Я сложила покрывала, смела с дивана крошки от печенья, взбила подушки и собрала в коробку разбросанные шахматные фигурки. Я даже полила азалию, стоявшую на секретере в углу комнаты, и протёрла влажной тряпкой журнальный столик. Затем я нерешительно оглядела идеально убранную комнату. Прошло всего десять минут, и я всё так же жаждала общества.
Интересно, что там внизу, в музыкальном салоне? Может, у Шарлотты опять кружится голова? И что, собственно, произойдёт, если со второго этажа дома в Мэйфейре переместиться из двадцать первого века в век, скажем, пятнадцатый, когда на этом месте не было вообще никаких домов — ну или почти никаких? Человек окажется в воздухе и шмякнется на землю с семиметровой высоты? А если в муравейник? Бедная Шарлотта. Но, возможно, на таинственных уроках мистерий учат летать.
Кстати, о мистериях: я вдруг сообразила, чем могу отвлечься. Я прошла в мамину комнату и поглядела вниз на улицу. У входа в дом номер 18 по-прежнему стоял мужчина в чёрном. Я могла видеть его ноги и кусок макинтоша. Сегодня наш четвёртый этаж показался мне особенно высоким.
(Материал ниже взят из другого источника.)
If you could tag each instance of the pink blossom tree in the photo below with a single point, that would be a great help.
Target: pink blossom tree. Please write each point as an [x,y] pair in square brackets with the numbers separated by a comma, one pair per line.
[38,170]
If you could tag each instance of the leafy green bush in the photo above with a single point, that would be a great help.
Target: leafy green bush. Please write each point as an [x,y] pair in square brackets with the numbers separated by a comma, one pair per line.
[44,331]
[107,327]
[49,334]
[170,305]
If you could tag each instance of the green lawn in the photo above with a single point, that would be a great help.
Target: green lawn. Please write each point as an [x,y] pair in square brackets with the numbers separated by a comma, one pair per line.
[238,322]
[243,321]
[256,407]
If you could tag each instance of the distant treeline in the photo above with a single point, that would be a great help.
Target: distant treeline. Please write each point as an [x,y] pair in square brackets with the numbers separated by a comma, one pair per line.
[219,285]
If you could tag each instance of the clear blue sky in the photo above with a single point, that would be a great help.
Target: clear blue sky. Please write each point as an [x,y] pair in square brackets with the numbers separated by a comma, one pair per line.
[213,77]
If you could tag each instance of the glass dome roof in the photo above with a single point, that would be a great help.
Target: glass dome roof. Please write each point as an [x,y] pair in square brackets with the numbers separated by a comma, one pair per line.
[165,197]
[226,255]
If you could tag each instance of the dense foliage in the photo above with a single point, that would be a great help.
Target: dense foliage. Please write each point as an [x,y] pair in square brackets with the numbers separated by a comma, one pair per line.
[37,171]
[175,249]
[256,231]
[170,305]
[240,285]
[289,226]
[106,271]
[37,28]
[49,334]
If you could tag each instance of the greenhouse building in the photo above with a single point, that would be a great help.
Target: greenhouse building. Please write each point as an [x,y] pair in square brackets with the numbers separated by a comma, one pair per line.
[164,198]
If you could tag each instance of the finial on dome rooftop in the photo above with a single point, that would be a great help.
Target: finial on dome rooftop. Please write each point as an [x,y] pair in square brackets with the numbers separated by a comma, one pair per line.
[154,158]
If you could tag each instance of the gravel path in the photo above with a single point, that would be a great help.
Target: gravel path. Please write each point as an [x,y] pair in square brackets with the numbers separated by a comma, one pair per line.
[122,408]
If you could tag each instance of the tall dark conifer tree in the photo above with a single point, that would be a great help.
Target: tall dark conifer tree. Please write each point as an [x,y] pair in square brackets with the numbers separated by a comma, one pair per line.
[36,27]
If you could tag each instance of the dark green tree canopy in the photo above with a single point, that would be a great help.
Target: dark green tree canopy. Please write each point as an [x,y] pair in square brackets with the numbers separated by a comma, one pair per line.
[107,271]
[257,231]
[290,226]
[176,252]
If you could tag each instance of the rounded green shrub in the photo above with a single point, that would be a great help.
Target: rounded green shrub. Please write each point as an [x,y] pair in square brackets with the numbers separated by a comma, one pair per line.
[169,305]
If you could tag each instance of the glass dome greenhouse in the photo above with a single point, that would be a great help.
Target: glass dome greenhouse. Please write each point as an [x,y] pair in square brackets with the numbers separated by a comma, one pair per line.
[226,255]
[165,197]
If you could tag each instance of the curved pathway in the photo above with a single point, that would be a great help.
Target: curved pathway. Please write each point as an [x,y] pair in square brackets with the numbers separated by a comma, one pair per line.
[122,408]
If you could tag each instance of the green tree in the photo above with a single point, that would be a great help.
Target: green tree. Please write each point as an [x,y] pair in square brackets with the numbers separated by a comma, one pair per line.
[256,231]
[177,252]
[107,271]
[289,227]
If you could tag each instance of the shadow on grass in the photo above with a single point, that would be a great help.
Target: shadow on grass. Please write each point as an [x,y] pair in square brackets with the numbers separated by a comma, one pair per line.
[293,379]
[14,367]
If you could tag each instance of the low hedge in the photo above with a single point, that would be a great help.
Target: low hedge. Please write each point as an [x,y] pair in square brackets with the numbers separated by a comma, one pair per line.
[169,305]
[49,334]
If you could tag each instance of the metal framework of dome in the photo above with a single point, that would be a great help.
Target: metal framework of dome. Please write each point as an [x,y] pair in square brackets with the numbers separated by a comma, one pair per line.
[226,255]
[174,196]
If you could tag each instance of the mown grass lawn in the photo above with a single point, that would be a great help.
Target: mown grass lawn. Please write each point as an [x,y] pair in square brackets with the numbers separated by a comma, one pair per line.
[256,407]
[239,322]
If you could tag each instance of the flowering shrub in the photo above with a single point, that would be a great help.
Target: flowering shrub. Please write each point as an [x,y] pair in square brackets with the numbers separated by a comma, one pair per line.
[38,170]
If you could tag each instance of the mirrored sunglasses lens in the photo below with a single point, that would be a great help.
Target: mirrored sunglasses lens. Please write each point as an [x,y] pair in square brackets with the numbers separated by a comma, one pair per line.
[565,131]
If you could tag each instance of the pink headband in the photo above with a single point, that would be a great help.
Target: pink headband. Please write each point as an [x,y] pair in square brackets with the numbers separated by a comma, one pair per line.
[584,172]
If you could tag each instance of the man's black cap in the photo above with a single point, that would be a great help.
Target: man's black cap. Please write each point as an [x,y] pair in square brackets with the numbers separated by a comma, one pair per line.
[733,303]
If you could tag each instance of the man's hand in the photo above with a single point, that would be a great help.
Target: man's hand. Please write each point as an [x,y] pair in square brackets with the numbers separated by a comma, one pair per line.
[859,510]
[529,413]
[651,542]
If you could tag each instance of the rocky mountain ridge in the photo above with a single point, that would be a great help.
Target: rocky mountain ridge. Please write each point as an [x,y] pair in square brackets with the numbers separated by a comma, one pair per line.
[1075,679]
Шутки ради я подсчитала, сколько метров отсюда до земли.
Может ли человек вообще выжить при падении с четырнадцатиметровой высоты? Наверное, может — если ему повезёт и если он приземлится на какую-нибудь болотистую почву. Вроде бы весь Лондон был раньше болотистой местностью, во всяком случае так говорила миссис Каунтер, наша учительница географии. Болото — это хорошо, в болото можно упасть мягко. Чтобы потом бесславно захлебнуться в тине.
Я сглотнула. Собственные мысли меня ужаснули.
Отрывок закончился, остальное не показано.